- Conference: Ivy
- Record: 7–19 (4—10 Ivy)
- Head coach: Tom Miller (1st season);
- Home arena: Barton Hall

= 1980–81 Cornell Big Red men's basketball team =

American college basketball season

The 1980–81 Cornell Big Red men's basketball team represented Cornell University during the 1980–81 college men's basketball season. The team finished with a final record of 7–19, 4—10, and they finished 6th in the Ivy League. This was coach Tom Miller's first season at Cornell.

==Schedule==

| Date time, TV | Rank^{#} | Opponent^{#} | Result | Record | Site city, state |
| November 28* |  | at Clemson | L 64–82 | 0–1 | Littlejohn Coliseum Clemson, SC |
| November 29* |  | vs. Rice | L 51–69 | 0–2 | Littlejohn Coliseum Clemson, SC |
| December 5* |  | at Northwestern | L 48–63 | 0–3 | Welsh–Ryan Arena Evanston, Illinois |
| December 8* |  | at Bowling Green State | L 47–61 | 0–4 | Anderson Arena Bowling Green, Ohio |
| December 11* |  | Saint Joseph's | L 39–42 | 0–5 | Barton Hall Ithaca, NY |
| December 28* |  | Hofstra | W 63–61 | 1–5 | Barton Hall Ithaca, NY |
| December 30* |  | vs.

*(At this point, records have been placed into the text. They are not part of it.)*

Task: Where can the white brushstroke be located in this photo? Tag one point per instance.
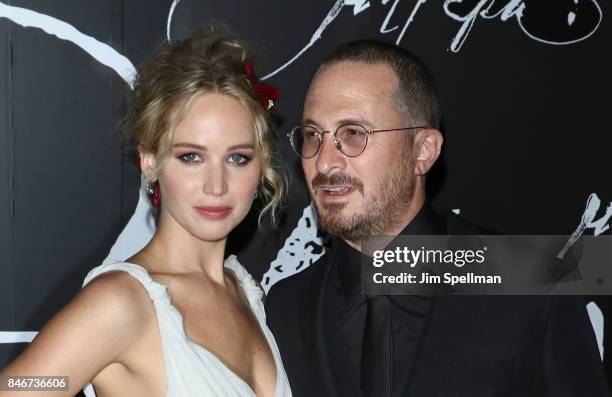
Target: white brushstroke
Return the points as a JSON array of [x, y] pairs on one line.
[[101, 52], [290, 255], [409, 21], [358, 5], [331, 15], [17, 337], [586, 222], [137, 233], [170, 15], [597, 321], [531, 36]]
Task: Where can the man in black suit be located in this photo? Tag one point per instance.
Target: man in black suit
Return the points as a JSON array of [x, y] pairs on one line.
[[369, 135]]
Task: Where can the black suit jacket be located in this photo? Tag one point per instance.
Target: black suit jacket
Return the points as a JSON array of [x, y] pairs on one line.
[[472, 346]]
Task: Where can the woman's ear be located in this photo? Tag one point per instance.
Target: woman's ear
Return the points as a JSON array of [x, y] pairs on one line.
[[148, 164]]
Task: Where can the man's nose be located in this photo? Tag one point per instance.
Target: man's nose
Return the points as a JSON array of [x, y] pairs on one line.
[[215, 180], [329, 156]]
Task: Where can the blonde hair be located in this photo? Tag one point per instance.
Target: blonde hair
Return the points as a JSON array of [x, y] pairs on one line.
[[210, 61]]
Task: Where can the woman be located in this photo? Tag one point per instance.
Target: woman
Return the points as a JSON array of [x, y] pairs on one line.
[[176, 319]]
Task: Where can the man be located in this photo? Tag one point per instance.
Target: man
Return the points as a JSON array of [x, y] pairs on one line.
[[369, 135]]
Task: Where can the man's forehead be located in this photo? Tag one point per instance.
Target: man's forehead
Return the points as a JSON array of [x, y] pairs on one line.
[[355, 75], [348, 90]]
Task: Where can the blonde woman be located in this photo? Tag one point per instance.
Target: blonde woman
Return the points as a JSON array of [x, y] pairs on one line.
[[177, 319]]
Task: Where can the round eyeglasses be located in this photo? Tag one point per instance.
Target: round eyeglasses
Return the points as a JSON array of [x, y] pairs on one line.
[[350, 139]]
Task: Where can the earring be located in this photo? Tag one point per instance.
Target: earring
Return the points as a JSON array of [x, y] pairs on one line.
[[154, 193]]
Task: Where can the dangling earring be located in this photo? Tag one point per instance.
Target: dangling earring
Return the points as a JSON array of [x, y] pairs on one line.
[[154, 193]]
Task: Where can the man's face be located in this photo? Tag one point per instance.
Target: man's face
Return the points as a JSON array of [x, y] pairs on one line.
[[361, 196]]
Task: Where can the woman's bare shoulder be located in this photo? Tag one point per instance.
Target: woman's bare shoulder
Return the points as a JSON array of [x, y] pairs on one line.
[[95, 329]]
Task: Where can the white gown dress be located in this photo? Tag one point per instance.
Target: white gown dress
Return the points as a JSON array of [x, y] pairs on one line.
[[190, 369]]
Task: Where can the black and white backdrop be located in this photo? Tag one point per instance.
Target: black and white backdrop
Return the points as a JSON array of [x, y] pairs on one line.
[[526, 89]]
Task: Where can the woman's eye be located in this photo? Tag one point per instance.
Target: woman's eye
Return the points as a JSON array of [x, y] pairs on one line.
[[190, 158], [238, 159]]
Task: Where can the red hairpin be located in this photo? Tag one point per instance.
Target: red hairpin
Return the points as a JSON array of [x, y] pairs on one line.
[[267, 94]]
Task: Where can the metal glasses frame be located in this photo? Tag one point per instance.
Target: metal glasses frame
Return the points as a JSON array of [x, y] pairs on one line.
[[337, 142]]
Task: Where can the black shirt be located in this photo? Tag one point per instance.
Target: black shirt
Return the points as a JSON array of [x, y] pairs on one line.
[[409, 313]]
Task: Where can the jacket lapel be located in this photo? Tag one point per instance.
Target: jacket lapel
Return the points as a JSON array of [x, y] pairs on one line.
[[331, 361], [450, 322]]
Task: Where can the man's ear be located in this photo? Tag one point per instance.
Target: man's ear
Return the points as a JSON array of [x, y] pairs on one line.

SMU | L 42–67 | 1–6 | Riverfront Coliseum Cincinnati, Ohio |
| January 2* |  | Niagara | L 66–72 | 1–7 | Barton Hall Ithaca, NY |
| January 5* |  | at Colgate | L 72–74 | 1–8 | Cotterell Court Hamilton, NY |
| January 7* |  | Canisius | W 55–53 | 2–8 | Barton Hall Ithaca, NY |
| January 10* |  | Rochester | W 64–56 | 3–8 | Barton Hall Ithaca, NY |
| January 16 |  | Columbia | W 75–64 | 4–8 (1–0) | Barton Hall Ithaca, NY |
| January 23 |  | at Columbia | L 45–46 | 4–9 (1–1) | Levien Gymnasium New York |
| January 27* |  | at Notre Dame | L 58–80 | 4–10 (1–1) | Joyce Center Notre Dame, IN |
| January 30 |  | at Dartmouth | W 66–58 | 5–10 (2–1) | Alumni Gymnasium Hanover, NH |
| January 31 |  | at Harvard | L 69–71 | 5–11 (2–2) | Malkin Athletic Center Cambridge, Massachusetts |
| February 6 |  | Princeton | L 44–46 | 5–12 (2–3) | Barton Hall Ithaca, NY |
| February 7 |  | Penn | L 49–61 | 5–13 (2–4) | Barton Hall Ithaca, NY |
| February 13 |  | at Brown | L 42–43 | 5–14 (2–5) | Marvel Gymnasium Providence, RI |
| February 14 |  | at Yale | L 47–58 | 5–15 (2–6) | Payne Whitney Gymnasium New Haven, CT |
| February 20 |  | Dartmouth | W 60–56 | 6–15 (3–6) | Barton Hall Ithaca, NY |
| February 21 |  | Harvard | L 65–73 | 6–16 (3–7) | Barton Hall Ithaca, NY |
| February 27 |  | Yale | L 65–68 | 6–17 (3–8) | Barton Hall Ithaca, NY |
| February 28 |  | Brown | W 69–52 | 7–17 (4–8) | Barton Hall Ithaca, NY |
| March 6 |  | at Penn | L 56–68 | 7–18 (4–9) | Palestra Philadelphia, PA |
| March 7 |  | at Princeton | L 42–52 | 7–19 (4–10) | Jadwin Gymnasium Princeton, NJ |
*Non-conference game. ^{#}Rankings from AP Poll. (#) Tournament seedings in parentheses.